Figure 13.4: Premature Atrial Complex (PAC) Conducted with a Prolonged PR Interval. The PAC marked by the arrow, is conducted with a prolonged PR interval (bracket). The P wave is premature and has a different configuration when compared to the normal sinus P waves. In spite of the prolonged PR interval, the impulse is conducted normally to the ventricles resulting in a narrow QRS complex.

·         PACs may also occur in bigeminy or in trigeminy (Figs. 13.6,13.7,13.8,13.9) or they may occur in pairs or couplets or in short bursts of atrial tachycardia.

·         Atrial tachycardia: The rhythm is atrial tachycardia if three or more PACs occur consecutively with a rate >100 beats per minute (bpm) (Fig. 13.10).
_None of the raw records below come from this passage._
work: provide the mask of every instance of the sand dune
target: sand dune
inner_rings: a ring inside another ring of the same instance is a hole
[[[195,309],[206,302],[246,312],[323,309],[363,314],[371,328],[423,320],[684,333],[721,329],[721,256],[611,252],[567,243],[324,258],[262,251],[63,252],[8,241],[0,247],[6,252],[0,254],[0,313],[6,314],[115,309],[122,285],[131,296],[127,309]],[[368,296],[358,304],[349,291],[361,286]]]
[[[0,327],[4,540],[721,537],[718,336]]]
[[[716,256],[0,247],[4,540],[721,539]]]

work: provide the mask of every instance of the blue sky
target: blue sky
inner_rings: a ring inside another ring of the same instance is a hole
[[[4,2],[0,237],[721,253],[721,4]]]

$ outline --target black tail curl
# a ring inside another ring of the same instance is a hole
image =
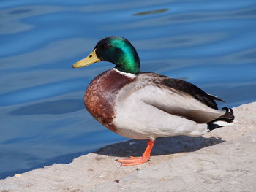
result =
[[[225,121],[227,123],[232,123],[235,119],[234,112],[231,108],[227,108],[225,107],[222,109],[222,110],[225,111],[225,113],[224,115],[222,115],[217,119],[215,119],[209,123],[207,123],[208,129],[210,130],[210,131],[215,128],[222,127],[222,126],[217,123],[217,121],[221,120],[221,121]]]

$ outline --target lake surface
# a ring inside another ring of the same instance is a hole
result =
[[[84,109],[107,62],[74,69],[102,37],[128,39],[141,71],[195,83],[236,107],[256,100],[256,1],[0,2],[0,178],[127,140]]]

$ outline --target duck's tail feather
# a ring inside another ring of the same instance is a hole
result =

o    Multifocal atrial tachycardia: The tachycardia is multifocal if the P waves have different morphologies (Fig. 13.11).

                    

Figure 13.5: Premature Atrial Complex (PAC) Conducted with Aberration. The third QRS complex is premature and is wide and may be mistaken for a premature ventricular contraction (PVC). Note, however, that there is an ectopic P wave preceding the wide QRS complex (arrow), suggesting that the wide QRS complex is a PAC, not a PVC. This type of PAC with wide QRS complex is aberrantly conducted. Aberrantly conducted PACs usually have right bundle branch block configuration and the QRS complexes are triphasic with rsR' configuration in V1 as shown.
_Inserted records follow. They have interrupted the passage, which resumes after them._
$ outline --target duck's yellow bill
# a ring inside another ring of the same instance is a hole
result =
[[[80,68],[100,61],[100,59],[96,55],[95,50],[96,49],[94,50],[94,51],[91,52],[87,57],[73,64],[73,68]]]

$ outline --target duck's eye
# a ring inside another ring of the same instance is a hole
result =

o    Multifocal atrial rhythm:Multifocal atrial rhythm is present if three or more consecutive PACS are present with a rate ≤100 bpm (Fig. 13.12).

·         A single PAC can precipitate a run of atrial tachycardia, atrial flutter, or atrial fibrillation when there is appropriate substrate for reentry (Fig. 13.13).

·         Compensatory pause: The pause after a PAC is usually not fully compensatory in contrast to the pause after a PVC, which is usually fully compensatory. A pause is fully compensatory if the distance between two sinus complexes straddling a PAC is the same as the distance between two sinus complexes straddling a normal sinus impulse.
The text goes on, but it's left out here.